AgentSkillsCN

worker-auditing

审计员验证(可选择加入)、审计员设置、审计员的核查内容、审计规则、审计结论以及针对不同任务类型的专项审计。

SKILL.md
--- frontmatter
name: worker-auditing
description: Auditor verification (opt-in), auditor setup, what the auditor checks, auditor rules, auditor verdict, task-type-specific audits.
user-invocable: false

Auditing Worker Output

Auditor Verification (Opt-In)

By default, the captain verifies task completion itself using the "Verify Before Closing" checklist (see worker-archiving): capture pane output, check deliverables, confirm tests passed, confirm git push. A separate auditor worker is only spun up when the user or the task definition explicitly requests auditing (e.g., "audit this", "use an auditor", "verify with an independent worker").

When auditing IS requested, the captain spins up a separate auditor worker to independently verify the work before marking the task as done or archiving it.

Auditor Setup

  • The auditor is a fresh worker in a new tmux window, working in the same repository as the original worker.
  • The auditor receives the original task definition (from the .task file) so it knows exactly what was required.
  • Name the auditor window audit-<task-name> so it is clearly distinguishable from the original worker.

What the Auditor Checks

  • Code compiles and builds successfully.
  • All tests pass (run the actual test commands, do not just read code).
  • Required features actually work — not stubbed, not partially implemented, not mocked.
  • Git commits exist covering the task's deliverables, and were pushed to the remote.
  • Git push happened (no unpushed commits left behind).
  • No shortcuts, stubs, TODOs-as-implementation, or deferred work.
  • Every numbered deliverable in the original task definition is satisfied.

Auditor Rules

  • Auditors must NEVER modify code — they only read, build, and test. Auditors should verify the working tree is clean (no uncommitted changes) before and after running verification commands to ensure the worker's commits are the true source of truth.
  • Auditors must be brutal and honest — no "it's mostly done" or "close enough."
  • Auditors must run the verification commands specified in the task definition or the repo's standard build/test pipeline, not just read the code.
  • A task with ANY failing test is a FAIL, period.
  • A task with ANY missing deliverable is a FAIL, period.

Auditor Verdict

The auditor reports one of two outcomes:

  • PASS: every deliverable verified, all builds and tests green, git state correct.
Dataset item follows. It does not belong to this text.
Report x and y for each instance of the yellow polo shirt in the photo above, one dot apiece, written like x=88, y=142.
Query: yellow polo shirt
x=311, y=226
The captain archives the task and reports completion to the human.
  • FAIL: with a specific list of what is missing or broken. The captain does NOT report the task as done. Instead, the captain spins up a new worker (or sends the original worker back) with explicit instructions about what the auditor found. The cycle repeats — work, audit, work, audit — until the auditor passes.

Task-Type-Specific Audits

Not every task is a code implementation task. The captain must tailor the auditor's instructions to match what the task actually was. The auditor prompt should tell the auditor what kind of verification to perform. Examples:

  • Implementation tasks: build, run tests, verify features work, check linkage or whatever the task required.
  • Bug fix tasks: reproduce the original bug scenario and confirm it's fixed, plus run the full test suite.
  • Documentation/config tasks: verify the content is correct, complete, and in the right location. No build needed.
  • PR/review tasks: check the PR was created, has the right content, and targets the right branch.
  • Infrastructure/DevOps tasks: verify the deployment, service, or config change is live and working.
  • Research/analysis tasks: review findings for completeness and accuracy against the original question.